Há algumas razões muito práticas, baseadas na pura
lógica militar, para a hierarquia nas forças armadas. A mais
óbvia é que a actividade definidora das forças armas
inclui matar, morrer, mutilar, ser mutilado e destruir propriedade. Estes
são, para dizer as coisas suavemente, comportamentos contra-intuitivos,
muitas vezes cometidos tendo em vista um objectivo político que é
pouco mais do que uma abstracção para os que são obrigados
a cometer todos estes males. Quanto mais afastado da experiência do
soldado está aquele objectivo, mais difícil é convence-lo
dos seus méritos pois ele (e ocasionalmente ela) tem de ser confrontado
com um inimigo crível que se comporte como ele/a espera. Assim,
juntamente com uma ideologia de militarismo tudo isso estimula terrores sexuais
profundamente irracionais, é preciso estabelecer um sistema de
disciplina draconiana a fim de assegurar que a maioria das tropas
combaterá, ao invés de fugir ou atirar nos seus oficiais, quando
a merda é despejada sobre a proverbial ventoinha.
Mas Sam Huntington estava a trabalhar no seu modelo de militar profissional na
década de 1950, e nessa época a disciplina para os militares
já era axiomática há séculos. A
"contribuição" de Huntington foi, de facto, desenvolver
uma teoria adequada especificamente às necessidades da primeira
força militar imperial após a 2ª Guerra, plenamente
emplumada e hirta.
Por que ficou ele tão entusiasmado com a sua definição de
profissionalização para as forças armadas?
Ele exprimia admiração aberta pelos prussianos, mas os costumes
feudais dos mesmos (os quais, a propósito, infectam todas as grandes
organizações militares do mundo hoje em dia) foram adaptados e
modificados para reforçar um sentido de tradição que
mantivesse uma espécie de continuidade cultural através das
muitas mudanças tecnológicas, doutrinais e estruturais na
condução da guerra. Estas mudanças são reflexos da
sociedade em que estas organizações militares estão
inseridas. Somente o etos militar é prussiano.

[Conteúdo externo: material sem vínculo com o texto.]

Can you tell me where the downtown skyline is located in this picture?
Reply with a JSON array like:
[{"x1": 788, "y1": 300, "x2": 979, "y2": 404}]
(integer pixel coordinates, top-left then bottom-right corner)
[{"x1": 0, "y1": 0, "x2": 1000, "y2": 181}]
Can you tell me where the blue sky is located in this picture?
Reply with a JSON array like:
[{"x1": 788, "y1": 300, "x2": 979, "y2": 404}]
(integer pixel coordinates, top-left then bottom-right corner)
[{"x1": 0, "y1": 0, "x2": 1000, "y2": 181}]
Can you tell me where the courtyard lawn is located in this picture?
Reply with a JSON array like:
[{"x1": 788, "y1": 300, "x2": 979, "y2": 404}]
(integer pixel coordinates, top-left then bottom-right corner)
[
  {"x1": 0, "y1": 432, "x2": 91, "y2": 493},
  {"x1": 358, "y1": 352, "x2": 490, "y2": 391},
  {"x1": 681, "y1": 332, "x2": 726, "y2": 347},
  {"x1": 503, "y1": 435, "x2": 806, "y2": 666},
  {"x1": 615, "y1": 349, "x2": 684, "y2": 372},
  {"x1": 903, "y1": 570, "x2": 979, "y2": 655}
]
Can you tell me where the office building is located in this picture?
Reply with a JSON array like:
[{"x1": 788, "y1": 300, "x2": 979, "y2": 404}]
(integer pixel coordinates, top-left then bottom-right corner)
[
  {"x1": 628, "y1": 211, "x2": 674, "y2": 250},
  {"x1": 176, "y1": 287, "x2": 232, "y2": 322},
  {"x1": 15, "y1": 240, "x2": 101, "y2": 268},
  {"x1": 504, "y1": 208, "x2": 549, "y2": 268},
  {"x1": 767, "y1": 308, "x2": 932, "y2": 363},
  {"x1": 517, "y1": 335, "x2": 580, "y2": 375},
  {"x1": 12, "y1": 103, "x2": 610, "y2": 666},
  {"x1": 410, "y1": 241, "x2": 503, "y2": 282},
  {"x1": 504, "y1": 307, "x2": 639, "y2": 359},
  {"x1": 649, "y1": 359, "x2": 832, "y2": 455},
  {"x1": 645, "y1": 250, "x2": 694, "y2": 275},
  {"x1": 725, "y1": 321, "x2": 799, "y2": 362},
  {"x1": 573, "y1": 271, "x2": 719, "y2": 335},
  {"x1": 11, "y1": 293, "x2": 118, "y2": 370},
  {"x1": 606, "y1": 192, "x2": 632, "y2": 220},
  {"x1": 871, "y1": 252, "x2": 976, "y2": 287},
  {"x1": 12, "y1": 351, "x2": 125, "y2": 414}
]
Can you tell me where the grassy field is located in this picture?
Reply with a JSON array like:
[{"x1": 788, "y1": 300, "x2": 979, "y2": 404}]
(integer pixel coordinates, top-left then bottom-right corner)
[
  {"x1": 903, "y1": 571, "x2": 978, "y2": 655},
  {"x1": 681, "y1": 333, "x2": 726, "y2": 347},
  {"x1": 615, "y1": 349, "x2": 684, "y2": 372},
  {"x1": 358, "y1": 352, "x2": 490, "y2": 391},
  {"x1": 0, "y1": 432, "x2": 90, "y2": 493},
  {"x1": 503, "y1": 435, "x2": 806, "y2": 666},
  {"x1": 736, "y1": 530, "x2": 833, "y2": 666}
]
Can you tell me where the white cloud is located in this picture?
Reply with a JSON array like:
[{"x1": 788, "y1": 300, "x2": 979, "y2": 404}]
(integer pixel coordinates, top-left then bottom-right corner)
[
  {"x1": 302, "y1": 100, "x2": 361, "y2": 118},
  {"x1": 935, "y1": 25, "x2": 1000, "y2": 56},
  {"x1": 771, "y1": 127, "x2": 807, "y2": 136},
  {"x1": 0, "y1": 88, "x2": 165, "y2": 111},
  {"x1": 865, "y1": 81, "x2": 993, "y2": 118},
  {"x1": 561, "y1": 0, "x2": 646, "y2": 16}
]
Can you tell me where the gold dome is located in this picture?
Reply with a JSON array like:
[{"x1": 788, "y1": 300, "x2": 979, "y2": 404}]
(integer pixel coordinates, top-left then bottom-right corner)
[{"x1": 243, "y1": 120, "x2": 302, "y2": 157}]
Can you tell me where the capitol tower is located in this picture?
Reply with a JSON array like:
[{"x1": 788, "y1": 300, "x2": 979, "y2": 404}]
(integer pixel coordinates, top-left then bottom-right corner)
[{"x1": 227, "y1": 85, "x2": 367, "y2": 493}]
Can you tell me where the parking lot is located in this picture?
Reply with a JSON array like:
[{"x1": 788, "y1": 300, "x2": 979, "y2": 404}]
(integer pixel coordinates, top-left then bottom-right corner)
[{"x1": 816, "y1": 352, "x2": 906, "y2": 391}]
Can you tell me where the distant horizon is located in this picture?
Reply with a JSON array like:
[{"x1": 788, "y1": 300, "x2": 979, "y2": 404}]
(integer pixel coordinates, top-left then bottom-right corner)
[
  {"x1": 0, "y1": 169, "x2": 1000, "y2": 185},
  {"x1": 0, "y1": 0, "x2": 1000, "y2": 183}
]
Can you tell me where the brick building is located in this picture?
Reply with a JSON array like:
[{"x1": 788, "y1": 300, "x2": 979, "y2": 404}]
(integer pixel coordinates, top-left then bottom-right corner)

Este etos não deveria ser confundido com as necessidades práticas
de uma vasta, moderna, mecanizada (e agora computorizada) força militar,
concebida para projectar-se internacionalmente, através de um espectro
de conflitos potencial que vão desde acções menores de
polícia para tranquilizar uns poucos banqueiros com cara de
pastelão até a algo chamado Guerra Total, em que o objectivo
é a destruição de toda uma sociedade.
A pista para desvendar o mistério é que o Modelo de Huntington
denomina o oficial militar de "um administrador de violência".
Ênfase em administrador.
Uma organização militar permanente consistente por centenas de
milhares de pessoas e por centenas de milhares de milhões de
dólares de equipamentos e abastecimentos, empregando tecnologias no
estado-da-arte, e espalhando-se através dos cinco continentes... tem
muitas das características de... digamos... uma corporação
multinacional. Esta magnitude de dimensão e complexidade implica uma
complexa e altamente especializada divisão do trabalho, a qual por sua
vez exige um vasto aparelho administrativo para manter tudo sincronizado.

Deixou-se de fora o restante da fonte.